S. Sahasranaman, R. A. Graham, L. Salphati, J. Hsu, X. Lu, M. Gates, D. Amin, D. Bradford, M. Dresser, J. Ware; Genentech, Inc., South San Francisco, CA
BACKGROUND: Taselisib is a next-generation PI3K inhibitor with increased anti-tumor activity against PIK3CA mutant cancers. Taselisib is an orally bioavailable, potent, and selective inhibitor of Class I PI3K alpha, delta, and gamma isoforms, with 30-fold less inhibition of the PI3K beta isoform relative to the PI3K alpha isoform. In vitro studies indicate that taselisib is primarily metabolized by CYP3A4. A DDI study was conducted to evaluate this risk by comparing the PK of taselisib when given alone and when co-administered with a strong CYP3A4 inducer (rifampin) or inhibitor (itraconazole).

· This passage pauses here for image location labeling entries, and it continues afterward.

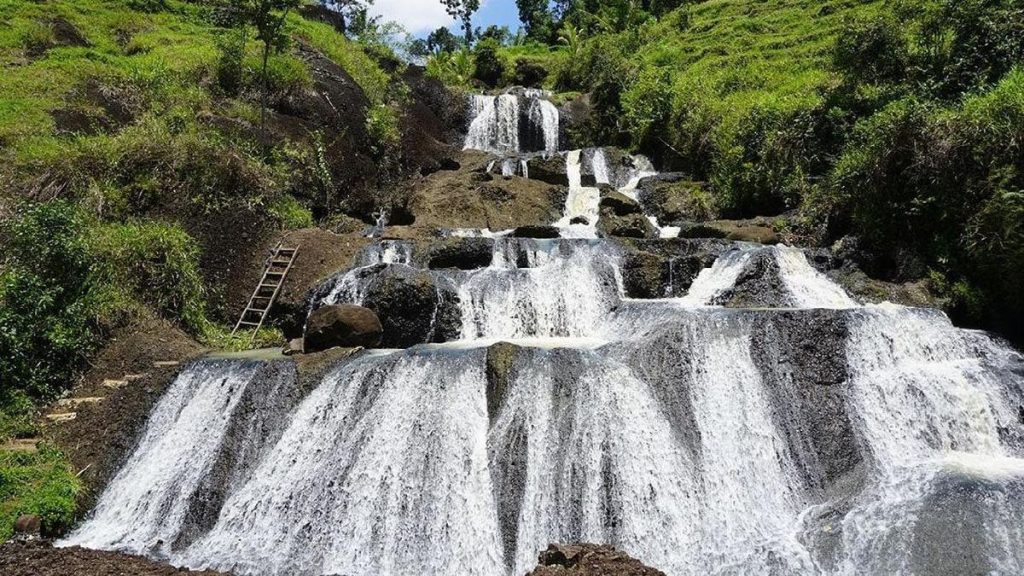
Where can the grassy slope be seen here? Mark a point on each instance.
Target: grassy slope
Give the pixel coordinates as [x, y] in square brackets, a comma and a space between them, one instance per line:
[736, 54]
[168, 57]
[163, 66]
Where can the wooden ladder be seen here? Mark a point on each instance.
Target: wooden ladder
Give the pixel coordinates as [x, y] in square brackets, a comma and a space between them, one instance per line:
[266, 291]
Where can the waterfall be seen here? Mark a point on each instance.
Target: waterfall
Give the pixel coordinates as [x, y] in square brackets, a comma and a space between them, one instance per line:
[822, 438]
[582, 204]
[514, 122]
[496, 124]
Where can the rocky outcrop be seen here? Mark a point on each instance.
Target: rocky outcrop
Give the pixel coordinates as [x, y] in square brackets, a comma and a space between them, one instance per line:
[737, 231]
[537, 232]
[631, 225]
[462, 253]
[414, 306]
[589, 560]
[551, 170]
[675, 200]
[656, 269]
[342, 326]
[472, 198]
[759, 285]
[617, 203]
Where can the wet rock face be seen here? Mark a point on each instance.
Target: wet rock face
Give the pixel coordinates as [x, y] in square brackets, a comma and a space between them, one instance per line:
[589, 560]
[617, 203]
[760, 285]
[462, 253]
[657, 269]
[632, 225]
[414, 307]
[674, 199]
[551, 170]
[342, 326]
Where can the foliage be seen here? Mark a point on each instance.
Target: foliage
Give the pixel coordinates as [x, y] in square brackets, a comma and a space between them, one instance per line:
[488, 65]
[50, 301]
[156, 262]
[454, 69]
[37, 483]
[463, 11]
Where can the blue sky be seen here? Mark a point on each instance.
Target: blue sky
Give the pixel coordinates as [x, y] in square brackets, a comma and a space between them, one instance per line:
[422, 16]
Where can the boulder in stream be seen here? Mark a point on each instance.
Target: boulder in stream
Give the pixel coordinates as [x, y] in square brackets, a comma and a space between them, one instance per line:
[589, 560]
[342, 326]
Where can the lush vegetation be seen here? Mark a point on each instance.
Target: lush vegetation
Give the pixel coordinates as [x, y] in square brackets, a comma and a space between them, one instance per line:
[125, 125]
[37, 483]
[897, 124]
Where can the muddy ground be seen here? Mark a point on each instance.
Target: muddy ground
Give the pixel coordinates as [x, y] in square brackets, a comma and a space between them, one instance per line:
[40, 559]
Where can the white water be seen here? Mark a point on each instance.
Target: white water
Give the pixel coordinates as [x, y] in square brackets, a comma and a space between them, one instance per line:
[496, 124]
[582, 202]
[808, 287]
[653, 426]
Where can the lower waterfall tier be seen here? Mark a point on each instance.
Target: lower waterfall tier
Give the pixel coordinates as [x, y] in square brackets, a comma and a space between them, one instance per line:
[699, 441]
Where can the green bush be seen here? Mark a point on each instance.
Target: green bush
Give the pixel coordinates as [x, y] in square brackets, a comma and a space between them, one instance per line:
[37, 483]
[50, 302]
[488, 64]
[156, 263]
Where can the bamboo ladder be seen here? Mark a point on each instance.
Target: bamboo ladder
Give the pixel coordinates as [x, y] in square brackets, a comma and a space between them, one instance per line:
[266, 291]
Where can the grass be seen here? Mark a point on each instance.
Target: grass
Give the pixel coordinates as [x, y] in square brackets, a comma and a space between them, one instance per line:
[41, 483]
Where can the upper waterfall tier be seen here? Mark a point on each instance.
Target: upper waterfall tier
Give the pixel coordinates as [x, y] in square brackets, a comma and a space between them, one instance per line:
[521, 120]
[569, 288]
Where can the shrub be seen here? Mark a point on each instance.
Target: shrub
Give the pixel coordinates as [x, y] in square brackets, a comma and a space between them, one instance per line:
[157, 263]
[41, 483]
[488, 65]
[50, 303]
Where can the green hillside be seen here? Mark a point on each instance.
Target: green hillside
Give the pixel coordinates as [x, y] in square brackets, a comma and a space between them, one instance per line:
[889, 130]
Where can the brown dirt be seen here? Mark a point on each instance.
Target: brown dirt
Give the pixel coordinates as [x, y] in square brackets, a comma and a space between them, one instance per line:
[40, 559]
[101, 435]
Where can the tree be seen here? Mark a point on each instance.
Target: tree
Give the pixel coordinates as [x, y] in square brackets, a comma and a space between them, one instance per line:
[442, 41]
[463, 11]
[536, 17]
[267, 16]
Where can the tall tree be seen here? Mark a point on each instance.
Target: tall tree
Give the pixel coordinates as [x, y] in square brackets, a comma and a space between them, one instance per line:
[268, 17]
[463, 11]
[536, 17]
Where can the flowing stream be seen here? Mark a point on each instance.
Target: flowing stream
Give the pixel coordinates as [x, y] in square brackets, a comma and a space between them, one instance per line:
[823, 438]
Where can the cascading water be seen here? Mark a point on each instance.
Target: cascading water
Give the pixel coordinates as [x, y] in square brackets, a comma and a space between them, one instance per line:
[520, 121]
[820, 439]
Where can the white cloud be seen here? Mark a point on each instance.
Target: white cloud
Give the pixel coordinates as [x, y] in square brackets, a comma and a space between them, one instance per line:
[415, 15]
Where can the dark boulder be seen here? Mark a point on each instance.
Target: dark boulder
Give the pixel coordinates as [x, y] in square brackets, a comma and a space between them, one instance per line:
[675, 200]
[342, 326]
[550, 170]
[320, 12]
[28, 526]
[632, 225]
[414, 306]
[619, 203]
[589, 560]
[462, 253]
[759, 285]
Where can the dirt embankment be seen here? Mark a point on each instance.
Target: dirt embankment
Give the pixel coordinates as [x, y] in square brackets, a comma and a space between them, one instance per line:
[113, 402]
[39, 559]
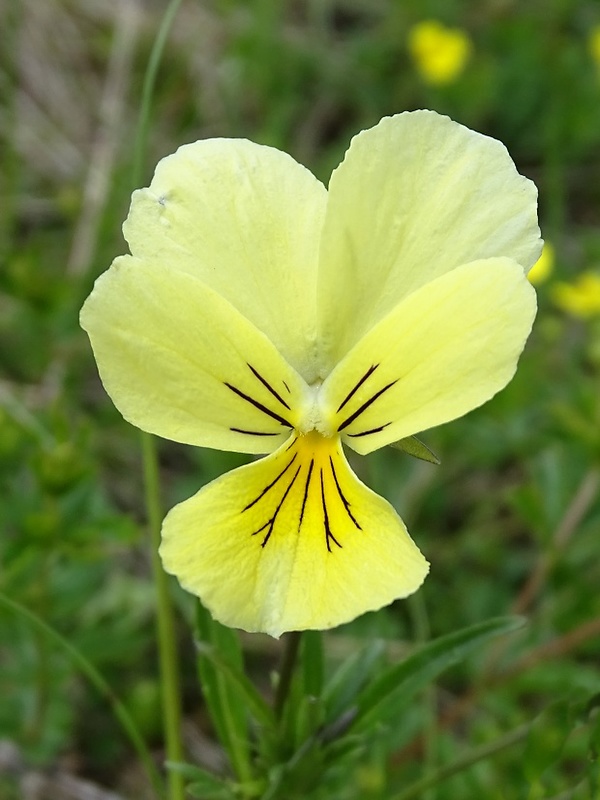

METHODS: A Phase I, open-label, 2-period, fixed sequence, 2-arm drug interaction study was conducted in healthy subjects. In Arm A (N=16), 3 mg taselisib was dosed alone on Day 1 followed by rifampin (600 mg qd) dosing on Days 10 through 22. On Day 15, 3 mg taselisib was co-administered with rifampin. In Arm B (N=16), 3 mg taselisib was dosed alone on Day 1 followed by itraconazole (200 mg qd) dosing on Days 12 through 22. On Day 15, 3-mg taselisib was co-administered with itraconazole.
RESULTS: After administration of rifampin, the Cmax and AUC0-inf for taselisib were decreased by 16% (geometric mean ratio [GMR]: 0.84; 90% confidence interval [CI]: 0.74 to 0.97) and 24% (GMR: 0.76; 90% CI: 0.70 to 0.82), respectively. After administration of itraconazole, the Cmax and AUC0-inf for taselisib were increased by 9% (GMR: 1.09; 90% CI: 0.90 to 1.31) and 49% (GMR: 1.49; 90% CI: 1.28 to 1.73), respectively.
CONCLUSION: The results indicate taselisib PK is impacted by induction and inhibition of CYP3A4; however, the effect was only modest. Taselisib is not a sensitive CYP3A4 substrate and the magnitude of change in taselisib Cmax and AUC0-inf was lower than 2-fold when administered with rifampin or itraconazole.